Cerimonie della conversazione in cui Murakami dà il meglio della sua scrittura, tenendo insieme delicatezza, consolazione e tensione narrativa, perché ogni incontro porta a una svolta della trama, a una sorpresa. E per rendere indimenticabile il personaggio del signor Koyasu basterebbe la frase con cui spiega il motivo per cui indossa la gonna: “In parte è perché mettendo una gonna, mmh… ho la sensazione di diventare il verso di una bella poesia”.
3. La forza magica dei libri e della scrittura
L’amore e il valore delle biblioteche e dei libri è un tema ricorrente nella letteratura di Murakami, ma ne “La città e le sue mura incerte” assume un ruolo decisivo la scrittura, in tutti i suoi aspetti.
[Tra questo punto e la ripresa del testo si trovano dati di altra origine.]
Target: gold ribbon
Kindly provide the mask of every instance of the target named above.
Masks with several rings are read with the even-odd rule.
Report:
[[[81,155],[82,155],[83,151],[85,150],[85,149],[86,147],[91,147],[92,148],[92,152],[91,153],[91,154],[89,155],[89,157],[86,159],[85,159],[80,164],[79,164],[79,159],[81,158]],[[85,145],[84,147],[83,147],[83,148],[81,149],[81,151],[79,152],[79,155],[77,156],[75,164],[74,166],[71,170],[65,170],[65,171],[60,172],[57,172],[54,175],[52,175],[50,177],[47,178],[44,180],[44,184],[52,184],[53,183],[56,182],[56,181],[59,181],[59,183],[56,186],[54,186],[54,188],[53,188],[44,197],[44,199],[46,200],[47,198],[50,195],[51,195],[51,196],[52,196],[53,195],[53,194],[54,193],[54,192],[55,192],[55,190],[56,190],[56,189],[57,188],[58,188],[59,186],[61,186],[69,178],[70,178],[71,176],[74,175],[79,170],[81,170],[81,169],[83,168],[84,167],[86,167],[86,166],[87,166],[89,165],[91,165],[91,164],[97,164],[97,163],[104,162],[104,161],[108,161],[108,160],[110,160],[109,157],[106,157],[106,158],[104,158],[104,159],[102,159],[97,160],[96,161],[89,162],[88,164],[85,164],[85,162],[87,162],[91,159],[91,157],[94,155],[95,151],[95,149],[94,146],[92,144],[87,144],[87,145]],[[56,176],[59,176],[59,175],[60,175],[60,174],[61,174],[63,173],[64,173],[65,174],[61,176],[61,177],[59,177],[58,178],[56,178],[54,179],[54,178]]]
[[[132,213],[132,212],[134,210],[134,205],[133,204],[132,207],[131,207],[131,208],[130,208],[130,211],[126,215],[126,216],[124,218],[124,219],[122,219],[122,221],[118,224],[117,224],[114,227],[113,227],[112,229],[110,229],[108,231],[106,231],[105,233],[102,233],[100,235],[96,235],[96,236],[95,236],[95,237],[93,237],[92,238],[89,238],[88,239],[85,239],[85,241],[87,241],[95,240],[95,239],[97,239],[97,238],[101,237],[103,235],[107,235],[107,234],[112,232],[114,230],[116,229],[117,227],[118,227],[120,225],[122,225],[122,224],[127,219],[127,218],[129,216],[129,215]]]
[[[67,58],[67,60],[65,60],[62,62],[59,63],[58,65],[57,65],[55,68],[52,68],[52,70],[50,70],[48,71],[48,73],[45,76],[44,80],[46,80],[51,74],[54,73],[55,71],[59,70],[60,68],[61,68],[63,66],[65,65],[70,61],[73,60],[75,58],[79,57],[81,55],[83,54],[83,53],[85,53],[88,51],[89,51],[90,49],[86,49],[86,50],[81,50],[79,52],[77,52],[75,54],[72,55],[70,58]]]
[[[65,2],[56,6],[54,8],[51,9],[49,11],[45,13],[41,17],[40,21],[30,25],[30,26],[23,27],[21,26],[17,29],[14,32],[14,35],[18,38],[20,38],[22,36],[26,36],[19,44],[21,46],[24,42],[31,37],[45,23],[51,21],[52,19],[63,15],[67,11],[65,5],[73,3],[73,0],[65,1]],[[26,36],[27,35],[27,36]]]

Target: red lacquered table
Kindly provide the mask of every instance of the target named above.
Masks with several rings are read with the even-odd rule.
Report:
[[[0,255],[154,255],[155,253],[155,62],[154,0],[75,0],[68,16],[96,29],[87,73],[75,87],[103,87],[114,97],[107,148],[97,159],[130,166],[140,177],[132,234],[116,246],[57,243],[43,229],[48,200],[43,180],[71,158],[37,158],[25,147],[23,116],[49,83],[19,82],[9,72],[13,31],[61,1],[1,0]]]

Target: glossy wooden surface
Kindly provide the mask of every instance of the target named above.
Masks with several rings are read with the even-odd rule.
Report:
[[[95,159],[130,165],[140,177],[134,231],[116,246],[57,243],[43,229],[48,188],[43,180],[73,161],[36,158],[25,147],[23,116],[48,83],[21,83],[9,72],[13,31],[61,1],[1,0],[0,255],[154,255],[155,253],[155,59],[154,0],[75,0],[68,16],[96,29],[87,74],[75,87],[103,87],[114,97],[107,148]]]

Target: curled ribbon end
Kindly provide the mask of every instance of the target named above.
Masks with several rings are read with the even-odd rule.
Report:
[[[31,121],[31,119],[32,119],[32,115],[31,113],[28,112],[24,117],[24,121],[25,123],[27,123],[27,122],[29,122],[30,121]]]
Nella prima parte del romanzo, il rapporto epistolare tra i due fidanzati si dispiega con lo scrivere a mano, donandoci la magia di una delle manifestazione più alte dell’arte della calligrafia giapponese e il calore della carta e dell’inchiostro.
Poi, la chiave per comprendere i labirinti della trama è il concetto di sovrascrittura: ognuno di noi, quando compie le sue scelte, scrive una nuova versione della propria storia. La sovrascrittura cambia il passato accogliendolo e si apre a tutte le possibilità del futuro: se leggere ci salva dalla solitudine, scrivere ci congiunge con gli altri. E sicuramente Murakami si congiunge sempre di più con i suoi lettori che ora non possono che aspettare il prossimo romanzo.